Nvidia RTX 3080 vs RTX 2080 Ti

(Image credit: Nvidia)

Graphics card: to ray trace or not to ray trace?

Ironically for such an event- and effect-heavy game, one of the areas where WoW is most forgiving is in what GPU and graphics card you use. That’s because so many of the game’s system-settings sliders affect GPU load. So if you find you’re getting slow frame rates, particularly at long draw distances, you have a lot of buttons to push to turn things down.

But what if you don’t want to push those buttons? What if you want to run at Ultra settings with beautiful ray-traced shadows on a 4K monitor with 144mhz refresh and 80 fps? Then that flexibility means the opposite is true: WoW can make use of the most powerful video card you want to throw at it. It’ll keep scaling up the effects to match the power of your graphics setup.

Blizzard says an Nvidia GeForce GTX 760 2GB or AMD Radeon RX 560 2GB or Intel UHD Graphics 630 are the minimum for Shadowlands, with a recommended base of Nvidia GeForce GTX 1080 8GB or AMD Radeon RX Vega 64 8GB... or better.

Those last two words tell the story. There really isn’t a top limit, but WoW will also nearly run on a toaster at its most-simplified settings. So what would we recommend?

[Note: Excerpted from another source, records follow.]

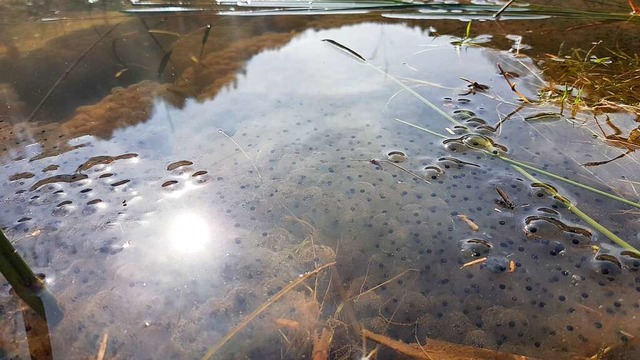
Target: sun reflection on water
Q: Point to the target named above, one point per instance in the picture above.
(189, 232)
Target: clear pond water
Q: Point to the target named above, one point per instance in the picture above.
(165, 209)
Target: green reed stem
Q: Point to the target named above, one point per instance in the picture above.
(517, 165)
(26, 284)
(579, 213)
(568, 181)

We hesitate to say it, but our current choices are cards featuring the Nvidia RTX 3080 or AMD RX 6800 XT graphics cards. They’re not cheap, but  feature a true leap forward in next-gen performance. The only problem: Both of those boards are currently made of unobtanium, as every botter and die hard gamer on the internet is trying to buy one.

What if you need a graphics card right now and can’t wait until 2021? Consider investing in a solid Nvidia RTX 2060 Super, which will give you ray tracing tech to look at the sweet new shadows built into Shadowlands. Then wait for the NEXT next generation of cards to come out and scoop up an RTX 3080 or RX 6800 XT when you can get one.

Samsung 980 Pro

(Image credit: Future)

You’re going to want an SSD

Here’s a category where you don’t want to go cheap. Blizzard made a splash this fall when Warcraft developers made an SSD a required minimum part of the system setup –  then recanted on that recommendation. Truthfully, nothing changed; WoW has always run on far less than the “minimum” system requirements. What the game’s creators were trying to tell you is that it really matters for Warcraft performance whether you use a fast, solid state drive or a spinning platter.

Even if you upgrade nothing else for Shadowlands, upgrade your hard drive. You not only want an SSD, you want the fastest SSD you can get your hands on. You’ll see the difference every time you zone into a new dungeon, raid, instance or scenario, and your overall performance in game will improve. This is why PCIe 4.0 SSDs shine, because they give WoW faster access to your drive.

We adore the high speed and solid build quality of one of Samsung’s newest m.2 SSDs, the Samsung 980 Pro, which includes PCIe 4.0 support, and is the first PC SSD that can match the speeds.